Once identified, risks to critical systems should be addressed immediately. When remediation or retirement of a medical device is not possible, effective compensating security controls should be implemented to isolate and protect the device from attack and compromise. Many of the larger hospital systems are turning to micro-segmentation of their medical device network assets using Cisco TrustSec or other tools to essentially white-list network communications to and from each medical device and drop all other traffic. GE Health and Unisys do this by routing all medical device traffic through proxy servers. Others have segmented their medical device VLANs by use of internal firewalls. These solutions all increase the complexity of networks and leave many smaller hospital systems with tight budgets and limited capabilities out in the cold.

What’s being done to harden medical devices and prevent them from being hacked?
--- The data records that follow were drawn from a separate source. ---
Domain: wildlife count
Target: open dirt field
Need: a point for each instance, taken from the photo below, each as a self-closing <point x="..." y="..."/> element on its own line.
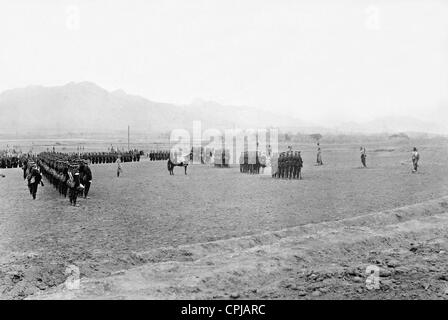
<point x="128" y="220"/>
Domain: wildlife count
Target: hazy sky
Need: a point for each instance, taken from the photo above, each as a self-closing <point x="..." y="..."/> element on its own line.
<point x="323" y="61"/>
Guidance (and its only guidance to date) has been published by the FDA, NIST, NCCoE, CSA/OWASP and others to improve the deployment and security of medical devices. The onus however is squarely being placed upon healthcare providers to secure the medical devices they procure and utilize. At the same time manufacturers are being pressured to improve the security design of their devices and now have to perform a risk analysis of medical devices before FDA approval. But with a 5 to 6-year development cycle, the results of ‘improved security by design’ may take many years to reach hospitals and patients. With a 15 to 20-year lifespan for many medical devices, the security problem is not about to go away any time soon. That means hospitals need to implement compensating security controls immediately and keep them there for the foreseeable future.

Somewhat alarmingly however, a recent Ponemon Report on Medical Device Security showed that despite known vulnerabilities “roughly one third of device makers and healthcare delivery organizations (HDOs) are aware of potential adverse effects to patients due to an insecure medical device, but despite the risk only 17 percent of device makers and 15 percent of HDOs are taking significant steps to prevent such attacks.”

Healthcare IoT and the Internet of Medical Things currently presents perhaps the single biggest open back door to securing healthcare the world over.